Chez gb agency, enfin, on « danse la vie », à partir d’une toile éponyme de feu l’artiste de Dubai Hassan Sharif. C’est-à-dire que l’on montre ce que des artistes en exil ou qui ont connu des guerres et des catastrophes produisent pour se réinventer, trouver une nouvelle place dans le monde et créer de nouveaux liens et de nouvelles amitiés. Majd Abdel Hamid, que l’on a découvert à la Verrière Hermès de Bruxelles (cf Le temps, contre et avec – La République de l’Art (larepubliquedelart.com)), présente ses broderies souvent colorées qui renvoient à la tradition du pays dont il est originaire (la Palestine), tout autant qu’aux événements violents qui ont secoué Beyrouth, la ville où il vit ; Tirdad Hashemi, remarquée lors des Révélations Emerige et d’une exposition chez Marcelle Alix (cf Seules les galeries… – La République de l’Art (larepubliquedelart.com)), et qui a fui l’Iran, célèbre sa nouvelle vie à Berlin en créant de nouveaux et toujours volcaniques dessins avec sa compagne, Soufia Erfanian ; Paul Heintz, remarqué lui aussi chez Emerige, renoue le contact avec le copiste chinois qui est sujet de son film ; Apostolos Georgiou présente de nouvelles toiles, toujours aussi dérangeantes et ambigües et Elene Shatberashvili, une nouvelle venue -d’origine géorgienne- à la galerie, montre des peintures subtiles, aux couleurs mordorées, dans lesquelles le regard se perd entre différents plans. Plus qu’une exposition collective, cinq mini accrochages, cinq univers différents mais complémentaires, qui montrent les nouvelles orientations d’une enseigne souvent jugée conceptuelle et austère.

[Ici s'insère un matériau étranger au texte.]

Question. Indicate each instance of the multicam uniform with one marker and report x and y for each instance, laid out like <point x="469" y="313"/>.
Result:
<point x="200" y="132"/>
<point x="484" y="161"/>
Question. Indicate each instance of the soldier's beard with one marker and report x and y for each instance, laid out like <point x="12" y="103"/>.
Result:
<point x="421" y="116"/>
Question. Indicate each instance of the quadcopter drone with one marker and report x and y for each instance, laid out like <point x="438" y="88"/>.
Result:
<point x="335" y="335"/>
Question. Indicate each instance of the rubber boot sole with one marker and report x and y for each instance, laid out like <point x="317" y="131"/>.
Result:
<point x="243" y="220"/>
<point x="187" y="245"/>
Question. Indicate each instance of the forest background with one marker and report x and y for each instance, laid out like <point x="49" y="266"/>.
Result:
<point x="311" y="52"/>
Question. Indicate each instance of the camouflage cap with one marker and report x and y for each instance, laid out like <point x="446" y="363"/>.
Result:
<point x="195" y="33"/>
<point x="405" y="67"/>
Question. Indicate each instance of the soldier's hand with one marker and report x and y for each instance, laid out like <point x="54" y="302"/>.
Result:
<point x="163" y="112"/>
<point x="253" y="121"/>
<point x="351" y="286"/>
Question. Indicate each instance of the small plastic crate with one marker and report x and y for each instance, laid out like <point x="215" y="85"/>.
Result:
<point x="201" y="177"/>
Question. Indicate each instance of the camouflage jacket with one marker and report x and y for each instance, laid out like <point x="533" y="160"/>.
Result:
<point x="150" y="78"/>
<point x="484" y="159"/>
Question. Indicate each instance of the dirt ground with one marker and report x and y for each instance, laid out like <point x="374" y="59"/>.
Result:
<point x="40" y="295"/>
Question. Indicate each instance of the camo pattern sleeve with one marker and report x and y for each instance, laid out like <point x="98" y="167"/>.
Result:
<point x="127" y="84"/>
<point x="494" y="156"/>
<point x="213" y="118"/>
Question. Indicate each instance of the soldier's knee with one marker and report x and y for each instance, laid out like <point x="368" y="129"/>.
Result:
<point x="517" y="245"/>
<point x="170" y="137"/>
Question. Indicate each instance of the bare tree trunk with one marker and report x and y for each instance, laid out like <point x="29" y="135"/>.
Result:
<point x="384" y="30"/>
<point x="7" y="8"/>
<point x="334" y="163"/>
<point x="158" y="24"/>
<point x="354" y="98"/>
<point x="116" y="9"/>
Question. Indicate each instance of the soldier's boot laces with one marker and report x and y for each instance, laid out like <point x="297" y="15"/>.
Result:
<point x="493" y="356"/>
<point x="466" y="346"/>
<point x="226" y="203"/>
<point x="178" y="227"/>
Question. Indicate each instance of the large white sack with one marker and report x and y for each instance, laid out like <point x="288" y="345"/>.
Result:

Traverser les silences, jusqu’au 26 février à la galerie Dilecta, 49 rue Notre-Dame de Nazareth 75003 Paris (www.editions-dilecta.com)

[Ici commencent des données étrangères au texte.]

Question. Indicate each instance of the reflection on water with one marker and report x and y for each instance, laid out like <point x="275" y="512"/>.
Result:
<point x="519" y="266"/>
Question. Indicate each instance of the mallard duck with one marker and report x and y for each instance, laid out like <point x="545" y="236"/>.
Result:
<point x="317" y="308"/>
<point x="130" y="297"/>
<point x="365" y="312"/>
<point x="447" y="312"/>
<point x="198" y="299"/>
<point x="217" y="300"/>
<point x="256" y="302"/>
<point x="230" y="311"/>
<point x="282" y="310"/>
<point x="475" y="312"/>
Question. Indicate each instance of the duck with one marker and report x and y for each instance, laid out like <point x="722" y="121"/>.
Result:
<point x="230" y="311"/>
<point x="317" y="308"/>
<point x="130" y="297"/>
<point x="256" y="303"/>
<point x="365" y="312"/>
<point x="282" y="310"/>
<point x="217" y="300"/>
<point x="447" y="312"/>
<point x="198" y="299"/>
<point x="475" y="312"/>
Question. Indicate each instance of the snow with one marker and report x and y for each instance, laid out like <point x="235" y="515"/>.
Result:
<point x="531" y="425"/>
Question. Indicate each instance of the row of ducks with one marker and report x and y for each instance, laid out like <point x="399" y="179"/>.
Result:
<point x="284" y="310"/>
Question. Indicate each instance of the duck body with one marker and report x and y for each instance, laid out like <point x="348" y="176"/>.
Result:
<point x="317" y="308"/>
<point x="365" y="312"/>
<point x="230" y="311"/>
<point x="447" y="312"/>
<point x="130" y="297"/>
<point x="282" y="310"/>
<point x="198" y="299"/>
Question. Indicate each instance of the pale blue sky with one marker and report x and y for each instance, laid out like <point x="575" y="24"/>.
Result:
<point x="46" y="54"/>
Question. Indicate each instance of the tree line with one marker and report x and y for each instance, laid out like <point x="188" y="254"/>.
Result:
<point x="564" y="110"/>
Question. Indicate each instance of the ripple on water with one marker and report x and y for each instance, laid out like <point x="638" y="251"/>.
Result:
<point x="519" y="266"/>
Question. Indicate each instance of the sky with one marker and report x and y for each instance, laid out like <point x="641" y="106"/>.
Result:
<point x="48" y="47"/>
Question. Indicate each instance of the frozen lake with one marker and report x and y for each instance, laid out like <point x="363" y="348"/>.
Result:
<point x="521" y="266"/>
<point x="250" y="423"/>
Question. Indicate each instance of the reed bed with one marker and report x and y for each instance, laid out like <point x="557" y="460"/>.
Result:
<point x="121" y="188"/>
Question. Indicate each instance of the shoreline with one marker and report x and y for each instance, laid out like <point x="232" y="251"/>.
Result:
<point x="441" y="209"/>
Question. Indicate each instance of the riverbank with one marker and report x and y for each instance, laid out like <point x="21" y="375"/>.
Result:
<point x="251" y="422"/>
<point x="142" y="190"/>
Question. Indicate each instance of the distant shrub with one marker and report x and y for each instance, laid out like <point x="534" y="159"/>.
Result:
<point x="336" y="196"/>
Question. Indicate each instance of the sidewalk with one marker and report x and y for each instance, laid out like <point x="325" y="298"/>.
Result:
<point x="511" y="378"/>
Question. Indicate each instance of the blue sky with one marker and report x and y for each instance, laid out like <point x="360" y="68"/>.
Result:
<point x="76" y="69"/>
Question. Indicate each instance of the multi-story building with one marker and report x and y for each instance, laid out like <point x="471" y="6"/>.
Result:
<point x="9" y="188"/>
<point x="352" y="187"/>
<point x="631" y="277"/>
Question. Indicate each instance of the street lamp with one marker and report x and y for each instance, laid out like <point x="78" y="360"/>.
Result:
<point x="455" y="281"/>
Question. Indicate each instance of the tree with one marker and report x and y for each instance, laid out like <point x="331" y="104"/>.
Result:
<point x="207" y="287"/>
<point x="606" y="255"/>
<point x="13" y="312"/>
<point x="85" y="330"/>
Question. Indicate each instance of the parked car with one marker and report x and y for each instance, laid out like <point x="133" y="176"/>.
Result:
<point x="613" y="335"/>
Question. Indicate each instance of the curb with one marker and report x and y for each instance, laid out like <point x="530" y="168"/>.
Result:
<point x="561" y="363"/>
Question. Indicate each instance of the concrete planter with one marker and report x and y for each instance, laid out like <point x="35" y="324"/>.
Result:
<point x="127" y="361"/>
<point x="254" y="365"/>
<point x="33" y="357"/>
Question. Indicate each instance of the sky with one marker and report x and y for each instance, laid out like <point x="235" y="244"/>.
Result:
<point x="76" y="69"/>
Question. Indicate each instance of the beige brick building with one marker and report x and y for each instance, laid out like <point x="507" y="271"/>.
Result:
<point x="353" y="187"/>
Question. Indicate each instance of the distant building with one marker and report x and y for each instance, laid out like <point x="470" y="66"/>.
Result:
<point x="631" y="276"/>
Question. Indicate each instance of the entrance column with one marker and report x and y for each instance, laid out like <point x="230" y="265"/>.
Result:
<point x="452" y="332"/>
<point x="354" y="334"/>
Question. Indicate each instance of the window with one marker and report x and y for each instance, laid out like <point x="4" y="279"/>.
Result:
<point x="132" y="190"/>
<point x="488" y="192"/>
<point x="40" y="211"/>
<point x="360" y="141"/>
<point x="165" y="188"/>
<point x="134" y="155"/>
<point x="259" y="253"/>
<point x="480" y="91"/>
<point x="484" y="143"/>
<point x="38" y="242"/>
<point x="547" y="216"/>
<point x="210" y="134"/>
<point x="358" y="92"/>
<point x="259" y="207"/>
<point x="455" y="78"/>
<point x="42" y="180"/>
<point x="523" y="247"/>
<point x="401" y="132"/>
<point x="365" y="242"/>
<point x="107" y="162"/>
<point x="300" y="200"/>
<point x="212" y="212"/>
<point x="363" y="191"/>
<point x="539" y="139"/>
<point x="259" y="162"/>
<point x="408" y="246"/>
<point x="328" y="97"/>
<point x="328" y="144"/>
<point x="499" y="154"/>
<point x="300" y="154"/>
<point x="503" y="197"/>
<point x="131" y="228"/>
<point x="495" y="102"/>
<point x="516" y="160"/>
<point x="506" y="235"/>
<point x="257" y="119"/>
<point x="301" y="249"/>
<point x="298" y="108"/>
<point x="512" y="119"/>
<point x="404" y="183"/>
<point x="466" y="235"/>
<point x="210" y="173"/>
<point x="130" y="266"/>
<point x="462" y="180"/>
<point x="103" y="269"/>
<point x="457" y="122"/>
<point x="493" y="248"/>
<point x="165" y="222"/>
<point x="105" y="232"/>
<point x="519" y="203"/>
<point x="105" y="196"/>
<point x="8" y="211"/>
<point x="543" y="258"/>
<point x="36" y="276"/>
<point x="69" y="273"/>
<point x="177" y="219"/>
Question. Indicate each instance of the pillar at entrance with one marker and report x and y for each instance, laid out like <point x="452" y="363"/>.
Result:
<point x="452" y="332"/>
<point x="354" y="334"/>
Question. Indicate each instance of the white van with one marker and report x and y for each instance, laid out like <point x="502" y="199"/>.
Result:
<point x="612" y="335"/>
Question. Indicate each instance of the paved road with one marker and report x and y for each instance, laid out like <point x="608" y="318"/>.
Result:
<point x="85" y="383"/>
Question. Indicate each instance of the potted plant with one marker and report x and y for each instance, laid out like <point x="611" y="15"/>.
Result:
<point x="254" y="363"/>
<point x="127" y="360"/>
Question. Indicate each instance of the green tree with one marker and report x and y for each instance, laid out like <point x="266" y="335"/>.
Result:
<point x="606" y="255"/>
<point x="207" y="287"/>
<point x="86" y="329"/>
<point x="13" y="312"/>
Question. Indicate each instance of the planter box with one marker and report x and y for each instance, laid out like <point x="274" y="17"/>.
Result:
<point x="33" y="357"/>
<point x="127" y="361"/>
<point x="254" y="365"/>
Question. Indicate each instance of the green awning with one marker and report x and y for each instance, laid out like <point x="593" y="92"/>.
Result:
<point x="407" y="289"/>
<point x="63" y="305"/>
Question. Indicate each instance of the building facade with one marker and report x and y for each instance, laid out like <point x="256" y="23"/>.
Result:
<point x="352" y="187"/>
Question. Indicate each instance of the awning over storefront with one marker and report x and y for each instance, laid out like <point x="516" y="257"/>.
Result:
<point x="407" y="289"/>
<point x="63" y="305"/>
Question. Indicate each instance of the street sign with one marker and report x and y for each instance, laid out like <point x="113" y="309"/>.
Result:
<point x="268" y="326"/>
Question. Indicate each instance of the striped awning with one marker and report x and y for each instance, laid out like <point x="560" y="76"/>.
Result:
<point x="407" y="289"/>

Requiem, jusqu’au 12 février à la galerie Mor Charpentier, 61 rue de Bretagne, 75003 Paris (www.mor-charpentier.com)

Dance of Life, jusqu’au 19 mars chez gb agency, 18 rue des Quatre Fils 75003 Paris (www.gbagency.fr)

Images : Xie Lei, Silence, 2022 Huile sur toile, 27 × 35 cm © Xie Lei / Courtesy Dilecta et Semiose, photo : Nicolas Brasseur ; Oscar Lefevre, Through the Door, 2021 Huile sur toile, 46 × 38 cm © Oscar Lefebvre / Courtesy Dilecta, photo : Nicolas Brasseu ; vue de l’exposition Dance of Life à la galerie gb agency avec des œuvres de Elene Shatberashvili (photo Aurélien Mole)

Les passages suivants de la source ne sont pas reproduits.